27/11/2002 - 8:00
Como é ser o chefe do departamento de design da Bentley, a mítica montadora inglesa de carros de luxo? Desde que virou o queridinho do mundo automotivo com o seu Continental GT, apresentado no último Salão de Paris, o brasileiro Raul Pires não agüenta mais ouvir essa pergunta. A resposta vem sempre com uma pitada daquele humor britânico, de muita sutileza e pouca arrogância, que ele aprendeu nos três
em que está vivendo na terra da rainha: ?Meu trabalho é moleza. Tenho que desenhar carros que ofusquem o brilho das mais fantásticas Ferraris, só isso?. Podia ficar apenas na piada se Pires realmente não tivesse conseguido cumprir a missão. As linhas do Continental GT, que este paulistano de 33 anos criou para representar um marco na história da Bentley, receberam elogios até de Sergio Pininfarina, designer da Ferrari e maior autoridade mundial no assunto. Na mostra parisiense, o mestre rodeou o cupê, acariciou-o e, com ar apaixonado, mandou uma expressão italiana que não se aplica a qualquer carro: ?Che bella macchina!?

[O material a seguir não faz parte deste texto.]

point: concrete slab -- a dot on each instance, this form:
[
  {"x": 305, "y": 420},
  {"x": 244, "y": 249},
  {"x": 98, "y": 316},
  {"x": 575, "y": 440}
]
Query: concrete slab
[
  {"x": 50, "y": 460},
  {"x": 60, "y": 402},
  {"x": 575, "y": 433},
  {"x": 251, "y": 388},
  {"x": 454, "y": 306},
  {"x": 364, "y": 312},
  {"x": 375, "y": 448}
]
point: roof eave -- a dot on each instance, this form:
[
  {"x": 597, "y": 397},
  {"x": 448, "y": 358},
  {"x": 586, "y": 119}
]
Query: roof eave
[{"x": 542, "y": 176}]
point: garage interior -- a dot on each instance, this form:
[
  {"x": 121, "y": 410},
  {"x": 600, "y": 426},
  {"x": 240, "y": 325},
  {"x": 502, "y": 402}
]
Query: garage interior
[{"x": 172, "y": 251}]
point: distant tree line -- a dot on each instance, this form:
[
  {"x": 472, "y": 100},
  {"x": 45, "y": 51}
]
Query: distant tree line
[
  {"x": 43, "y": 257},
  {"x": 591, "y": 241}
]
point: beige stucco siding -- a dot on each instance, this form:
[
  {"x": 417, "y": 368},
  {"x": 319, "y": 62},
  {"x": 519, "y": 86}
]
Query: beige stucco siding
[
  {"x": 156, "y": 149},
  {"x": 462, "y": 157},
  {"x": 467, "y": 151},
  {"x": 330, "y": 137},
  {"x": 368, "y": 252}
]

Não havia exagero nenhum. O Continental GT combina com perfeição os conceitos que fizeram da Bentley uma lenda no segmento luxo. Ele tem potência (o motor de 500 cavalos o empurra a 100 km/h em menos de cinco segundos), sofisticação (partes internas em madeira de lei), exclusividade (vai custar US$ 150 mil) e presença (as fotos ao lado ajudam a entender o que isso significa). Começará a ser produzido em Crew, a duas horas e meia de Londres, em janeiro. Trata-se do primeiro carro desenvolvido pela Bentley depois que ela foi incorporada pelo grupo Volkswagen, em 1998. E, apesar do preço, é o modelo mais barato da marca. Os alemães estão empolgadíssimos. Investiram US$ 500 milhões na ampliação da fábrica inglesa para montar três mil Continental GT ao ano. É um salto e tanto. Somando os quatro modelos da empresa, a produção nunca passou das duas mil unidades.
A façanha do garoto-prodígio brasileiro é ainda maior. Pires devolveu à Bentley suas raízes esportivas, perdidas durante os 70 anos em que a empresa pertenceu à Rolls-Royce. ?Daqui em diante, quem tiver dinheiro para comprar um Bentley vai comprar. Não precisa mais optar por uma Ferrari?, orgulha-se Pires, que é formado em desenho industrial. Depois de passar pela filial brasileira da Volks e pela Skoda, a marca tcheca do grupo, ele chegou a Crew em 1999 para integrar um time de quatro designers ingleses. O Continental GT lhe rendeu uma promoção (agora ele manda nos quatro) e uma dor de cabeça: como dar vida a novos Bentleys que deixem Porsches e Auston Martins no chinelo. Bom, para quem já fez bonito diante da Ferrari, isso deve ser moleza.